Traditionally, it was thought that the severity of TD movements determined the overall impact on the patient. However, in the last decade, it has become clear that the severity of movements is only part of the picture. In fact, TD can have a broader impact on patients’ lives, leading to significant impairment in critical areas. These include physical challenges related to speech, swallowing, or breathing; social implications, including the substantial stigma attached to abnormal movements; and psychological impact, such as hopelessness or anger. In my experience, patients with TD may feel a sense of betrayal toward both their clinician and the medication that caused this condition. They might feel let down by their own minds and bodies, which may no longer be able to perform simple tasks, and they may encounter stigmatization from others as a result of their abnormal movements. This creates the perfect storm that leads to the functional impairment that many patients face. As a result, American Psychiatric Association (APA) Guidelines state that TD that impacts patients should be treated, regardless of severity of movements.
In the early stages of my career, I only encountered TD in individuals with schizophrenia. Now, it’s becoming more prevalent in individuals with mood disorders who rely on medications that can cause TD. In fact, the use of atypical antipsychotics to treat mood disorders is thought to be the primary cause of the increasing rates of TD in the United States. These individuals may experience a more severe impact from TD because they are often highly functioning and therefore more aware of even small movements. Additionally, some may discontinue their medication due to feelings of betrayal and the mistaken belief that it will halt the progression of TD. This has the potential to destabilize their underlying mental health disorder. Therefore, it’s essential for clinicians to raise awareness among our patients and colleagues about the high potential for TD in this population, engage in more careful screening by looking and asking about movements, and treating patients if TD impacts their lives.
Individuals close to someone with TD, such as spouses, parents, children, or friends, are often affected. Caregivers can experience the burden of TD in various ways. They may need to help the patient with daily activities, such as meal preparation and driving, and they may experience psychological distress, such as anxiety or worry. Caregivers may also face social repercussions due to the patient’s TD, such as strained friendships, or they may withdraw from social activities. I like to use the term “meta-metastatic disease” to accurately capture the far-reaching and profound effects of TD on both the individual and their social network.
Until recently, the assumption in psychiatry was that TD was primarily found in community mental health centers, state hospitals, and in individuals with schizophrenia. It wasn’t until a decade ago that we realized that TD is present in every practice. Additionally, there was a misconception that atypical antipsychotics had resolved the issue of TD, when in fact they are now recognized as drivers of new cases. The reluctance to address TD primarily stems from discomfort in assessing and differentiating TD from other movement disorders. Furthermore, I believe that clinicians may lack familiarity with the use of vesicular monoamine transporter 2 (VMAT2) inhibitors and may hold misconceptions regarding their use, whether it is necessary to discontinue antipsychotics, and potential side effects.
Ultimately, we can encourage our colleagues to adopt the “see something, do something” principle—recognizing TD movements and the potential impact on patients and initiating the appropriate therapy.
This study is truly unique and the first of its kind worldwide, contributing significantly to our understanding of TD. The data demonstrate the consistency of impairment levels among patients with TD, irrespective of the severity of movements, and this distinct characteristic makes TD stand out among other movement disorders. Additionally, the study establishes the chronic nature of TD, providing long-term insights into our patients’ experiences. This highlights the continuous and pervasive nature of the disorder and emphasizes the need for ongoing treatment. Thus, this study is likely to be regarded as a landmark study in our understanding of TD.
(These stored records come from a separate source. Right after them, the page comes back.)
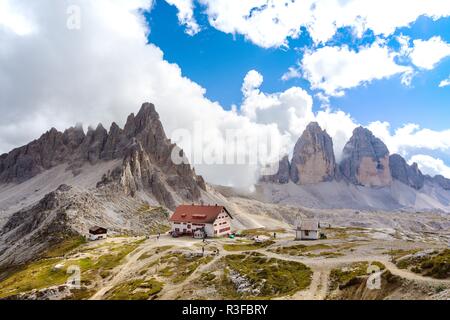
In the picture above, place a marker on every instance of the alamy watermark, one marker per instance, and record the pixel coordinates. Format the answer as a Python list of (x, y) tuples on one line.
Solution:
[(374, 280), (202, 146), (73, 17)]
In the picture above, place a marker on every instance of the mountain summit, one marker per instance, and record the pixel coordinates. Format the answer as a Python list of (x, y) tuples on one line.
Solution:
[(366, 160), (313, 159)]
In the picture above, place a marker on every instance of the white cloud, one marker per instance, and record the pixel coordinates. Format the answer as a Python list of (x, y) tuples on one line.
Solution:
[(427, 54), (105, 70), (57, 77), (186, 15), (269, 23), (334, 69), (292, 73), (411, 137), (430, 165), (444, 83), (291, 111)]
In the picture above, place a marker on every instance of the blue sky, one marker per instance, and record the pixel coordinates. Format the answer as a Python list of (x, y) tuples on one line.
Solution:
[(265, 67), (219, 62)]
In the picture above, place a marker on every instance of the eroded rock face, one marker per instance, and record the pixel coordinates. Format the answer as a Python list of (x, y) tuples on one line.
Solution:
[(409, 175), (366, 160), (142, 144), (441, 181), (282, 176), (313, 158)]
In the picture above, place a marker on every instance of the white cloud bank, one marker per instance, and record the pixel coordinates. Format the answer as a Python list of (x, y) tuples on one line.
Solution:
[(53, 76), (426, 54), (431, 166), (186, 15), (269, 23), (334, 69)]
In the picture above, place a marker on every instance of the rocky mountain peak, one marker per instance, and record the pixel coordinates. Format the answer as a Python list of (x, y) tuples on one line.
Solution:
[(366, 160), (313, 159), (142, 146), (283, 174)]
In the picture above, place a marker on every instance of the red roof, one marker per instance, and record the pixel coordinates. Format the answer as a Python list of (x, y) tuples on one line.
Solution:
[(197, 214)]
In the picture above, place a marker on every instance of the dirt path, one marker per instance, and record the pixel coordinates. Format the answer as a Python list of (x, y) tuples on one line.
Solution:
[(331, 263), (321, 268)]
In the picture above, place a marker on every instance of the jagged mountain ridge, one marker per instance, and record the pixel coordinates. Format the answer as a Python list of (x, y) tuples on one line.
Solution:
[(142, 145), (367, 177), (366, 162), (63, 183)]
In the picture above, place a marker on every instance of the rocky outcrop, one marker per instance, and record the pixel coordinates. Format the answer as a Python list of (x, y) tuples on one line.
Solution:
[(313, 159), (439, 180), (366, 160), (282, 175), (142, 145), (409, 175)]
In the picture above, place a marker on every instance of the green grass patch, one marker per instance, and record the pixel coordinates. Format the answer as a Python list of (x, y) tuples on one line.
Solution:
[(151, 253), (270, 277), (178, 267), (102, 266), (247, 246), (340, 278), (135, 290), (35, 275), (435, 265), (260, 232), (398, 254)]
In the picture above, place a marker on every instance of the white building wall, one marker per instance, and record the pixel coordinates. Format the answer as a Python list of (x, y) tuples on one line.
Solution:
[(223, 221), (312, 235)]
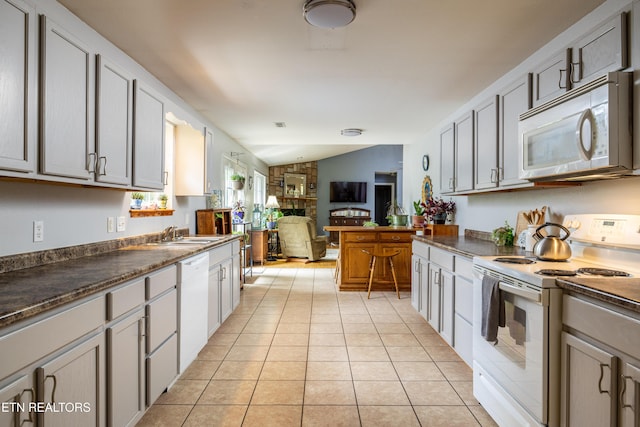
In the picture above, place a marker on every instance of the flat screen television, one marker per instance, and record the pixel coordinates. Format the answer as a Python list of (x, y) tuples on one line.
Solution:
[(348, 192)]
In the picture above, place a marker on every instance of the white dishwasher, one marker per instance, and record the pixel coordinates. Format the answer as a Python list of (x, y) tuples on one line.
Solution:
[(193, 288)]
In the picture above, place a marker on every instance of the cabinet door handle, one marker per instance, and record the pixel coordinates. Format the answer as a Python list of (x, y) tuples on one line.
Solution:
[(602, 366), (494, 175), (102, 170), (91, 162), (55, 385), (623, 391), (576, 69), (560, 86), (18, 422)]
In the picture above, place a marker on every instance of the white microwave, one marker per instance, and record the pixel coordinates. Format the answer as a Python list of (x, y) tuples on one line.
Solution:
[(582, 135)]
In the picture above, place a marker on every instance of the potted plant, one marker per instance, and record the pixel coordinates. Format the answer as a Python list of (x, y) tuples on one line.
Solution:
[(162, 201), (238, 211), (136, 200), (417, 219), (436, 209), (237, 181), (396, 215)]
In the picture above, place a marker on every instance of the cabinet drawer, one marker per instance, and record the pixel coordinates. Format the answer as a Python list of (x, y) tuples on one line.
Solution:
[(463, 343), (442, 258), (395, 237), (464, 298), (219, 254), (35, 341), (615, 329), (125, 299), (162, 368), (360, 237), (421, 249), (159, 282), (464, 268), (162, 319)]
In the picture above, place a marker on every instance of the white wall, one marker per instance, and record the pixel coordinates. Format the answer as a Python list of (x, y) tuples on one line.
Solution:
[(488, 211)]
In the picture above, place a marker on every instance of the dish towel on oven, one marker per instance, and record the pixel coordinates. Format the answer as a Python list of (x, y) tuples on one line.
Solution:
[(492, 309)]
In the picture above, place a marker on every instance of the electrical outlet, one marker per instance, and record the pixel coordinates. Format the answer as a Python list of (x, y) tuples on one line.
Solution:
[(111, 224), (120, 225), (38, 231)]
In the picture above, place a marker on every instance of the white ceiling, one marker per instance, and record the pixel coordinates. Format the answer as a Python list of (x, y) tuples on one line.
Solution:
[(399, 69)]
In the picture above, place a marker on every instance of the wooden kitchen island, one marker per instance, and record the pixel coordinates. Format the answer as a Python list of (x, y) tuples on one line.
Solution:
[(353, 264)]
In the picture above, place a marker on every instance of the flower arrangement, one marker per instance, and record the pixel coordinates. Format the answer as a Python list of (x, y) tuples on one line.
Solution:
[(436, 209), (503, 236)]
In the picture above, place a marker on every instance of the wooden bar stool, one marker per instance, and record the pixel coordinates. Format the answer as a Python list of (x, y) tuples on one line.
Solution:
[(372, 265)]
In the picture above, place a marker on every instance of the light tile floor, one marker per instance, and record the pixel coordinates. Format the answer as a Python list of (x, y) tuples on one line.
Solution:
[(296, 352)]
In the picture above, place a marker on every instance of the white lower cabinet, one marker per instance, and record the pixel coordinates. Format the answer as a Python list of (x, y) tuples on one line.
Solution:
[(125, 370), (73, 383), (161, 332), (442, 292), (224, 283), (16, 398), (600, 365)]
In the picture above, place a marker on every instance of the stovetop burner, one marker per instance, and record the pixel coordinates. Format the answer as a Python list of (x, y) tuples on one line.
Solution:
[(513, 260), (553, 272), (603, 272)]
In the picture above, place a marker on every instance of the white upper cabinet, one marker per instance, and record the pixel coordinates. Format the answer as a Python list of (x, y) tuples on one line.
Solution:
[(148, 139), (551, 78), (464, 153), (486, 144), (114, 103), (17, 86), (514, 100), (66, 110), (447, 159), (598, 52), (189, 155), (602, 50)]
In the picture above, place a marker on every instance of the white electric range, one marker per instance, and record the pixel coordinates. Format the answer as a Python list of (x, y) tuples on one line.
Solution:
[(516, 378)]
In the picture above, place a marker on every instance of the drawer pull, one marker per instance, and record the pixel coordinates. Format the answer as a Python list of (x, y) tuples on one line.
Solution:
[(55, 384), (623, 391), (602, 366)]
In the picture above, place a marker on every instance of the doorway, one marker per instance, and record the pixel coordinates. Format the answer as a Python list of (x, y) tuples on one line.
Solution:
[(384, 193)]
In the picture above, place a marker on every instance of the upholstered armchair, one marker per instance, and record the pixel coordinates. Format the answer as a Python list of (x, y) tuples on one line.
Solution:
[(298, 238)]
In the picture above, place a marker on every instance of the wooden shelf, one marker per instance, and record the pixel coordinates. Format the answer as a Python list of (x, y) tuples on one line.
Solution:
[(139, 213)]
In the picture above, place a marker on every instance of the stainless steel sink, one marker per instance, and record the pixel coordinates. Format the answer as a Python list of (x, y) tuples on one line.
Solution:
[(188, 241)]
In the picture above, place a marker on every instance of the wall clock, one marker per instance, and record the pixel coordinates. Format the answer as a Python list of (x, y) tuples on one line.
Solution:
[(425, 162)]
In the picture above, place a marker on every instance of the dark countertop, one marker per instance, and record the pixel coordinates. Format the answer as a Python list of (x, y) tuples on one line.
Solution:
[(31, 291), (469, 246), (620, 291)]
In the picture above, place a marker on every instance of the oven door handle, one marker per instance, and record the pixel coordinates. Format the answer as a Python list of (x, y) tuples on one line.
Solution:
[(524, 293)]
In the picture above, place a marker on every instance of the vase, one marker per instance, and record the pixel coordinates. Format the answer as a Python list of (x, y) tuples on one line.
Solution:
[(440, 218)]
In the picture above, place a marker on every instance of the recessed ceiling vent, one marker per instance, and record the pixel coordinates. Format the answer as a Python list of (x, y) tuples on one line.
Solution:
[(329, 13), (351, 132)]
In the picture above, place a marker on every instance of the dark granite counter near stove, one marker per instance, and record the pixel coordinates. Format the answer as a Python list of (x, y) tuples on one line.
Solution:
[(620, 291), (30, 291), (469, 246)]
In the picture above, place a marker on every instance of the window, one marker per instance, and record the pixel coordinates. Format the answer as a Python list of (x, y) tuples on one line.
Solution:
[(231, 167)]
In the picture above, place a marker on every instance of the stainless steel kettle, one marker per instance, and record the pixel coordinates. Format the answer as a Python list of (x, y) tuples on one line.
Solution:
[(550, 247)]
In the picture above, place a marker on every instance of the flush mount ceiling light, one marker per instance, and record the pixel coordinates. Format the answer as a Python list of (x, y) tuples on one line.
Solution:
[(351, 132), (329, 13)]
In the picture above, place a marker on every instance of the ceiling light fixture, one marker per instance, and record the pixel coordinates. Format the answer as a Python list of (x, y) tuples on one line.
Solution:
[(329, 13), (351, 132)]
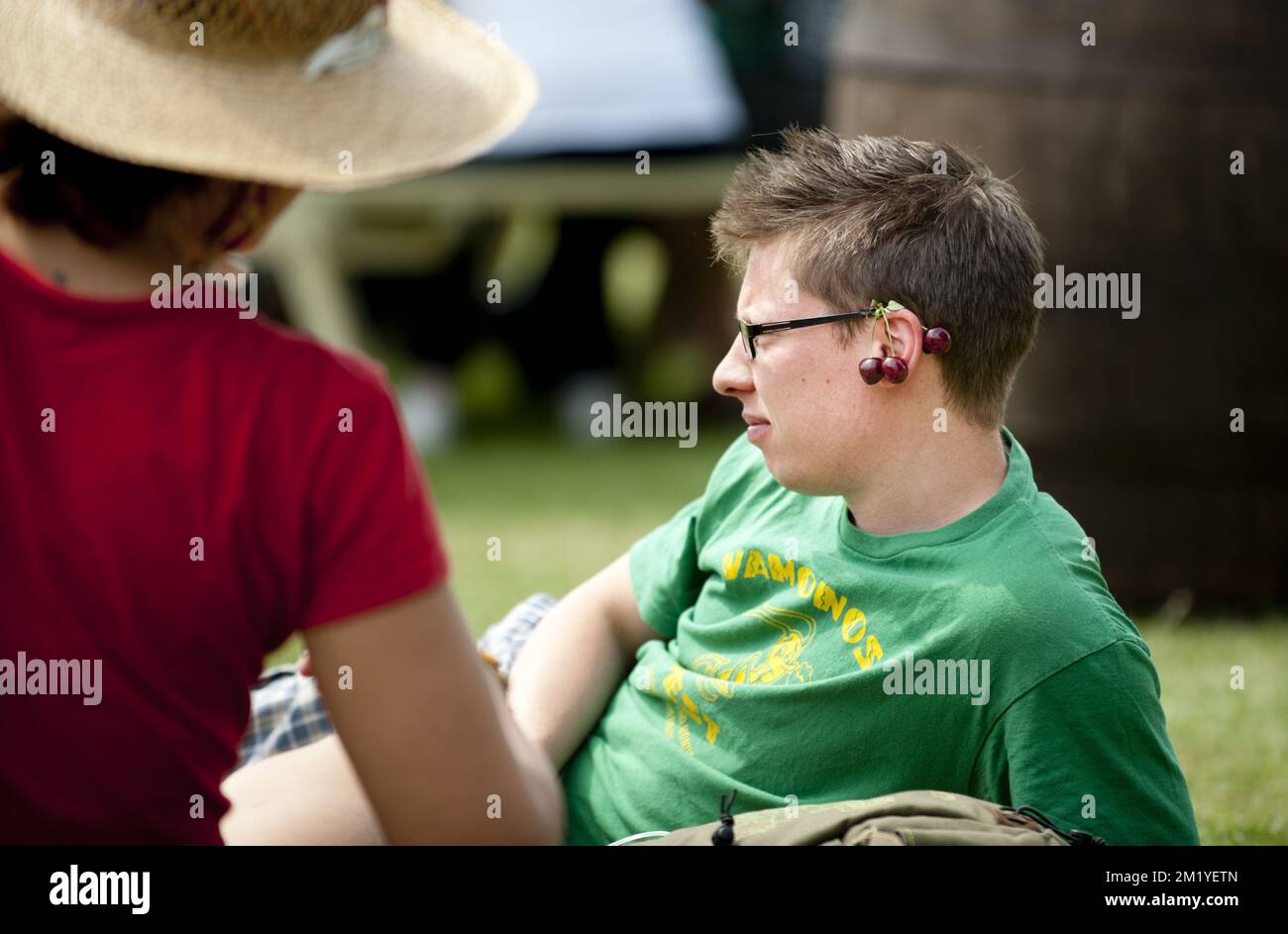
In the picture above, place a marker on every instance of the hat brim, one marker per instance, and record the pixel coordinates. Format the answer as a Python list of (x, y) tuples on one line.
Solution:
[(437, 94)]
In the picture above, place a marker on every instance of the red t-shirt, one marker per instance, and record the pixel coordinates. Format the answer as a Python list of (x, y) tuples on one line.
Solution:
[(128, 432)]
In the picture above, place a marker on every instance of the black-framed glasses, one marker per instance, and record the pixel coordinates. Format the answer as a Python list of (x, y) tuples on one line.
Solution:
[(751, 331)]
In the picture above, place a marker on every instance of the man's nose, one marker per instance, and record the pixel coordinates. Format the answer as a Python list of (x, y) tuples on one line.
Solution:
[(733, 372)]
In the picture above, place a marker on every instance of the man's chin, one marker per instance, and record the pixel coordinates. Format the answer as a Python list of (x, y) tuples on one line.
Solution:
[(789, 474)]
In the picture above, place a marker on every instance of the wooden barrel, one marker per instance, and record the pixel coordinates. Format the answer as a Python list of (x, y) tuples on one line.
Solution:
[(1122, 151)]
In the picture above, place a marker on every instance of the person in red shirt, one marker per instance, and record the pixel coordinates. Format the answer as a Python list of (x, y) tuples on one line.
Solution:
[(183, 483)]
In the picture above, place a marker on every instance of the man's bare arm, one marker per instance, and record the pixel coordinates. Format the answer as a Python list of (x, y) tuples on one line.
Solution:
[(576, 659), (307, 795), (428, 733)]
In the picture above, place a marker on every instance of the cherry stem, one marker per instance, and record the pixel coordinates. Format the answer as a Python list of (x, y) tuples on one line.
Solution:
[(884, 315)]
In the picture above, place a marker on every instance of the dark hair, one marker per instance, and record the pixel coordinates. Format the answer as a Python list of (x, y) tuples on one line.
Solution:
[(102, 200), (884, 218)]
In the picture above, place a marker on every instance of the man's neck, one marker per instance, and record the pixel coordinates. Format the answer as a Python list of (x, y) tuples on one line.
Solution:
[(58, 257), (935, 478)]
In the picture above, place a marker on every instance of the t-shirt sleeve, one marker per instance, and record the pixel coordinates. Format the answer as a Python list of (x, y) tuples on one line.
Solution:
[(372, 532), (665, 570), (1093, 736)]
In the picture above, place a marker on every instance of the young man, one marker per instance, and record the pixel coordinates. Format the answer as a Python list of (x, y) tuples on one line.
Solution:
[(871, 595)]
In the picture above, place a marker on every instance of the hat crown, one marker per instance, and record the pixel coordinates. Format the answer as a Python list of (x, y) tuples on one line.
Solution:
[(254, 27)]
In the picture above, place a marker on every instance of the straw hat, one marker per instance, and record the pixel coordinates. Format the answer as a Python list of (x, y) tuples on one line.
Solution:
[(265, 90)]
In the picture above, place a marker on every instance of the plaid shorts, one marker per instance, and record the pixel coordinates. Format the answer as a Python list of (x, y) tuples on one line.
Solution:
[(286, 707)]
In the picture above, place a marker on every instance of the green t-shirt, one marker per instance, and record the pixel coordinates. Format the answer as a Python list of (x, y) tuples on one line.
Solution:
[(806, 661)]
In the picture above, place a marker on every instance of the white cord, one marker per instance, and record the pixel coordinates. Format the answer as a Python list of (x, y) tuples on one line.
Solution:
[(639, 836)]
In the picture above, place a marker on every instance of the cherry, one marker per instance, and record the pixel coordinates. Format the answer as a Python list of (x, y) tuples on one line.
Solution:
[(894, 368), (936, 341), (870, 369)]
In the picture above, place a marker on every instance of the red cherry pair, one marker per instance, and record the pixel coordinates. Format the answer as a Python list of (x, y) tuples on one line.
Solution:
[(875, 368)]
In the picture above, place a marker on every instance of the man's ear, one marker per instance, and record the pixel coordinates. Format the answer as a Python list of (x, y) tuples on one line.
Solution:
[(903, 338)]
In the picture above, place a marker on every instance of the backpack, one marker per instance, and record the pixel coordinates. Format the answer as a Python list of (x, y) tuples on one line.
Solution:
[(907, 818)]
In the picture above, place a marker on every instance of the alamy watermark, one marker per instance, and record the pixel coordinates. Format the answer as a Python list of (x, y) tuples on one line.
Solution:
[(76, 886), (938, 676), (645, 420), (1119, 290), (82, 676), (179, 289)]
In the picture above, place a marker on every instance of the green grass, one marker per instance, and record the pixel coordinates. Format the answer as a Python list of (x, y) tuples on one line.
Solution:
[(563, 512), (1232, 744)]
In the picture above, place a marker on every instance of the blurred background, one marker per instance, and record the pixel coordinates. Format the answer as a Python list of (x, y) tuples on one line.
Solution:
[(574, 264)]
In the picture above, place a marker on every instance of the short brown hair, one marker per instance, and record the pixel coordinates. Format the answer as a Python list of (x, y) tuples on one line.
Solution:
[(884, 218), (108, 202)]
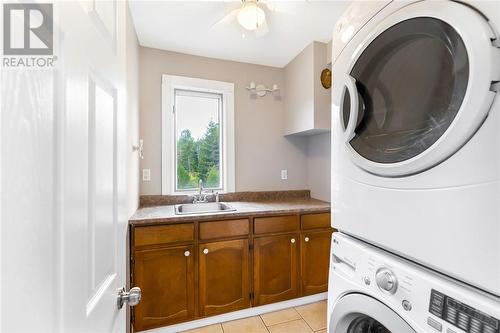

Psychiatry clinicians tend to start low and go slow. C%linicians may be treating TD with the lowest dose that improved some movements for the patient, assuming that this minimal level is the therapeutic target. I would like to encourage them to consider impairment as their benchmark, and if the patient continues to experience impairment in some aspect of their life, the clinician should consider continuing to increase the dose. An important feature of AUSTEDO XR is that it provides a range of therapeutic doses and offers flexibility to achieve effective and tolerable control. In pharmacokinetic studies, increased plasma levels correlated with higher potential for treatment success, as measured by Clinical Global Impression of Change and Patient Global Impression of Change scales, but not higher potential for adverse events.
Most participants reported that their abnormal movements improved compared with how they felt before treatment with AUSTEDO XR. They also noted that this reduction had a positive impact on their lives and daily activities. In addition, they appreciated the flexibility of taking AUSTEDO XR with or without food and at different times of the day. However, there was also some indication of suboptimal dosing, underscoring the potential for additional improvement in some patients.
Overall, this real-world study demonstrated that, as movements improve, there is a genuine potential for enhancement in the individual’s life beyond merely suppressing the movement. This progress is not only inspiring for the prescribing clinician but also for the entire clinical team, as it reflects improvements in movement severity, social interaction, and physical functioning.